Recently, NHL has been refusing to complete assignments in school. He’ll claim that they are too hard for him when we all know that he is perfectly capable of completing them. We’ve spoken with him and believe that one of the problems is that he’s afraid to fail. He so fears not succeeding at what he’s doing that he’d rather not make any attempt at all. This is something I can greatly sympathize with.
In my teen and college years, I would often find myself frozen (figuratively speaking). I would know what I wanted to do but fear would fill my mind. I would imagine what would happen if I didn’t succeed. In my mind’s eye, worst case scenario after worst case scenario would unfold. Would people laugh at me? Would I be ridiculed for years later for my horribly failed attempt. Even when I would make an attempt, I would often self-sabotage: acting at the last minute and thus being unable to properly complete the task. For example, the year when I decided to overcome my fears and go to a Halloween costume party… when it was too late to purchase a costume. I went in a homemade “costume” that seemed clever until I actually arrived at the party.
When I met TheAngelForever online, I knew there was something special about her and I decided to work hard to put my fears aside. I successfully squashed my fears every time they arose (with one notable exception*) and we dated happily. This isn’t to say that I didn’t have those fear-filled moments. I had a lot of them. Worst Case Scenarios would try to fill my mind but I’d push them back.
With NHL so much like me, I decided I was the best person to talk to him about failure fears. Yet, my words didn’t seem enough all by themselves. I needed a more concrete example. Luckily, this was supplied courtesy of Mythbusters. A recent episode saw them testing the Archimedes Death Ray for the third time (this time at the behest of President Obama) and a myth from the movie Hellboy (a super punch to a car’s hood will make it flip up and over the person).

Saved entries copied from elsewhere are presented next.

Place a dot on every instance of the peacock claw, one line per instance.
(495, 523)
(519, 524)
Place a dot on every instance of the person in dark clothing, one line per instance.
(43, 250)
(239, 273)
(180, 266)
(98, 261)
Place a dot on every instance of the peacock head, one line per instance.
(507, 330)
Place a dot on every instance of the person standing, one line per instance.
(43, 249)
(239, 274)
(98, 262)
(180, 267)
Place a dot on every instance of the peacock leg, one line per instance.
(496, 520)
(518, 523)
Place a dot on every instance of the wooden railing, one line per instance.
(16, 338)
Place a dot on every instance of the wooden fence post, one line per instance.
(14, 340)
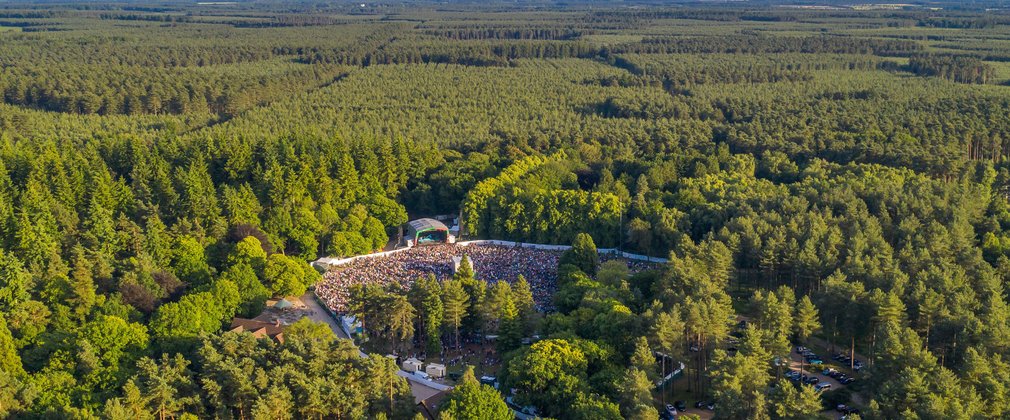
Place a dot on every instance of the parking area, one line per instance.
(815, 370)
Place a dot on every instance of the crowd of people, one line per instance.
(491, 263)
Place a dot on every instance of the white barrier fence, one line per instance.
(330, 261)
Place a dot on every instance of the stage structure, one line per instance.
(426, 231)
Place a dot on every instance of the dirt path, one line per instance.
(319, 314)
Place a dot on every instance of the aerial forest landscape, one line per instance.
(457, 210)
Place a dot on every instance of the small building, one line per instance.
(426, 231)
(435, 371)
(260, 329)
(412, 364)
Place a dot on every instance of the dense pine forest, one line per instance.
(832, 178)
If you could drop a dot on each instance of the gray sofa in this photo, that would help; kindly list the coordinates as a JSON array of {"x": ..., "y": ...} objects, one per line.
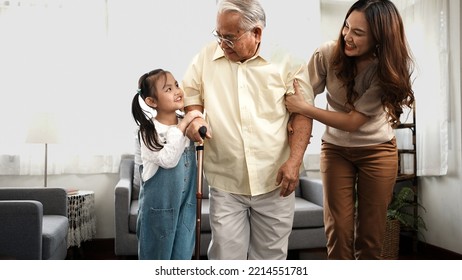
[
  {"x": 308, "y": 226},
  {"x": 33, "y": 223}
]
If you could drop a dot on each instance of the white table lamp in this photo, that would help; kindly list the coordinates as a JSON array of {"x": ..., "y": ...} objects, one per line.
[{"x": 43, "y": 129}]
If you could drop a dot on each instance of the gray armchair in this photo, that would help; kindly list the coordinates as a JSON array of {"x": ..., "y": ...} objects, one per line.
[{"x": 33, "y": 223}]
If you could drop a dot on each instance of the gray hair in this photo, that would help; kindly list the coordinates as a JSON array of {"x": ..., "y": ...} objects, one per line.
[{"x": 251, "y": 11}]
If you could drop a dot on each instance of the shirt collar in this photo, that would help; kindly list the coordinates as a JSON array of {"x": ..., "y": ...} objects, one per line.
[{"x": 260, "y": 54}]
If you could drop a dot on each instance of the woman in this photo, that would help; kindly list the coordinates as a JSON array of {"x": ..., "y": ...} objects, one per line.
[{"x": 366, "y": 73}]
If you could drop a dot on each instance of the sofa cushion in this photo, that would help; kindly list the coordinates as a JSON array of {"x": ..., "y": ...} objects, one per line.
[
  {"x": 307, "y": 214},
  {"x": 54, "y": 232}
]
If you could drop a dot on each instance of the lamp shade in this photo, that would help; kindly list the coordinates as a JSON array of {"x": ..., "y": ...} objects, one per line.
[{"x": 43, "y": 129}]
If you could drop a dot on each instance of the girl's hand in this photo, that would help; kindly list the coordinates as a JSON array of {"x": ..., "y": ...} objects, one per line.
[{"x": 295, "y": 103}]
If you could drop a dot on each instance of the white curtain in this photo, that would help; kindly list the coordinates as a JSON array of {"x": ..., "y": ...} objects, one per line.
[
  {"x": 56, "y": 58},
  {"x": 426, "y": 24},
  {"x": 80, "y": 60}
]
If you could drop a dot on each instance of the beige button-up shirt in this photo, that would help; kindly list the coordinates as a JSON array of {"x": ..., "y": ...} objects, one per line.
[{"x": 244, "y": 104}]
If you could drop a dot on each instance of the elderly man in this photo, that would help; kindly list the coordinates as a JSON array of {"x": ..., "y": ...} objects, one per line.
[{"x": 251, "y": 161}]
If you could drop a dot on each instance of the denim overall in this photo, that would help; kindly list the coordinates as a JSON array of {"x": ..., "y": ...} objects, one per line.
[{"x": 167, "y": 211}]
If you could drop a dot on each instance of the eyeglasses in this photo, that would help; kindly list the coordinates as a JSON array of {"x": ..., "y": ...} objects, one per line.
[{"x": 228, "y": 42}]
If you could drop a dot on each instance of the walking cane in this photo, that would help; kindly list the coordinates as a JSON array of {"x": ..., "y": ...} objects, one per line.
[{"x": 200, "y": 159}]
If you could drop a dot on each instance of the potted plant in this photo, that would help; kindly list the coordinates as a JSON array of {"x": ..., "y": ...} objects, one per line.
[{"x": 400, "y": 213}]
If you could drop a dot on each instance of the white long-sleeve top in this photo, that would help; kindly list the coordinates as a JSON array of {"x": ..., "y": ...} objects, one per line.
[{"x": 168, "y": 157}]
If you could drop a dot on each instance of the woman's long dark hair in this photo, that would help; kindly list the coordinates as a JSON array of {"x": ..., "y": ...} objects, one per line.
[
  {"x": 147, "y": 88},
  {"x": 395, "y": 65}
]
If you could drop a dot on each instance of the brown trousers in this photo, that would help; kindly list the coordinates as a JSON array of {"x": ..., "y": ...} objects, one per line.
[{"x": 358, "y": 186}]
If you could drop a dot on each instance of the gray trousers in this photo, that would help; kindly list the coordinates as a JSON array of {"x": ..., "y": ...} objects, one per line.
[{"x": 250, "y": 227}]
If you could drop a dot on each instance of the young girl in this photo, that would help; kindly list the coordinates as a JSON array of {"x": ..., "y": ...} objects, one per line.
[{"x": 166, "y": 217}]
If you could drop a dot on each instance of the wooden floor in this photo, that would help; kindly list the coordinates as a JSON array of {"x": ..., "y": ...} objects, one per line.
[{"x": 103, "y": 249}]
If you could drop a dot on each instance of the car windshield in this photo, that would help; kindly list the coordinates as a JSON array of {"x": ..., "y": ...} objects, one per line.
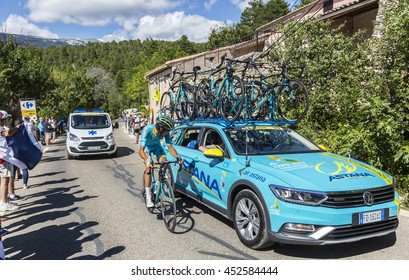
[
  {"x": 86, "y": 121},
  {"x": 258, "y": 140}
]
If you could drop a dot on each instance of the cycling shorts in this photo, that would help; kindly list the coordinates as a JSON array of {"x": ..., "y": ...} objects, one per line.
[{"x": 157, "y": 151}]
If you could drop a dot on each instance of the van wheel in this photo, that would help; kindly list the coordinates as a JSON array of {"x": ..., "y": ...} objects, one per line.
[
  {"x": 69, "y": 157},
  {"x": 115, "y": 154},
  {"x": 250, "y": 220}
]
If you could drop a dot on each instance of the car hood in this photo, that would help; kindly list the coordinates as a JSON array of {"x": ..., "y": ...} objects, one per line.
[
  {"x": 317, "y": 171},
  {"x": 91, "y": 132}
]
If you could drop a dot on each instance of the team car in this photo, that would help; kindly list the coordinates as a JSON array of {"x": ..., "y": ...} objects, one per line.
[
  {"x": 278, "y": 186},
  {"x": 90, "y": 132}
]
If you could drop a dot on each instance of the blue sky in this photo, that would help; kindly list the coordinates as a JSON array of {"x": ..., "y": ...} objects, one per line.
[{"x": 109, "y": 20}]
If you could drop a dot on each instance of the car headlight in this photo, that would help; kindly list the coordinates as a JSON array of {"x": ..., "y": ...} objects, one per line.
[
  {"x": 298, "y": 196},
  {"x": 74, "y": 137}
]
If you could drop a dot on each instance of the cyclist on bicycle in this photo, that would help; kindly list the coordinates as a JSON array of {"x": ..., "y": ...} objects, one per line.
[{"x": 150, "y": 143}]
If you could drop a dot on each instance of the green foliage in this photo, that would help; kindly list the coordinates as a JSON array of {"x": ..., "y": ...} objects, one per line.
[
  {"x": 105, "y": 75},
  {"x": 303, "y": 3},
  {"x": 252, "y": 17},
  {"x": 358, "y": 89}
]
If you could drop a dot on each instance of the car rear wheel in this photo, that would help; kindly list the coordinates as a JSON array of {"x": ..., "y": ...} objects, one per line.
[
  {"x": 69, "y": 157},
  {"x": 250, "y": 220}
]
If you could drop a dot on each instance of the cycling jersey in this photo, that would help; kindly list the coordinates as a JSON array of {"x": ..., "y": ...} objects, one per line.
[{"x": 152, "y": 142}]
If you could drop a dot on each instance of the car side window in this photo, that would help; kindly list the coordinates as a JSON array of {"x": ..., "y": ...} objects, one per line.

As often happens in Mythbusters, they came up with a brilliant plan to test the myth only to have the plan fail spectacularly and repeatedly. The Hellboy myth’s steel fist (used since mythical creatures were in short supply) kept missing the cars. The cars missed their mark. The mirrors for the Archimedes Death Ray weren’t setting fire to the ship.
I pointed out to NHL how many times the Mythbusters failed. I told him one of the Mythbusters’ mottos: Failure is always an option. I told him that, when the Mythbusters failed, they figured out what went wrong and fixed it so that their next attempt would succeed. Did they want to fail? Of course not. Were they afraid of failure? Definitely not. Even a failed test can yield valuable data.
At the end of the show, Jamie was commenting on the busting of the Archimedes Death Ray. He remarked that the ship wasn’t set on fire but all the reflected light was extremely disconcerting. He theorized that the Archimedes Death Ray was really designed to distract and disorient invaders. Then, Jamie said something that should be taught to all kids. Something that I’ll definitely be repeating over and over to NHL.
“When we experiment… When we try things and we fail… We start to ask why. And that’s when we learn.”
* The one notable exception was after I first met TheAngelForever in person. After a great first in-person date, she was supposed to call me when she got home. I waited patiently but didn’t get a call. I began to imagine worst case scenarios including car accidents. I called and reached her mother. She said that B hadn’t arrived home yet and she would call me when she got home. After another hour, I called again… and again. By now, I was really afraid that something awful had befallen her. It turned out that she was parked in the driveway of a friend of hers, talking about how well the date went. My fears for B’s safety had endeared me to her mother. This one time, the only time I can think of, my fears actually did some good.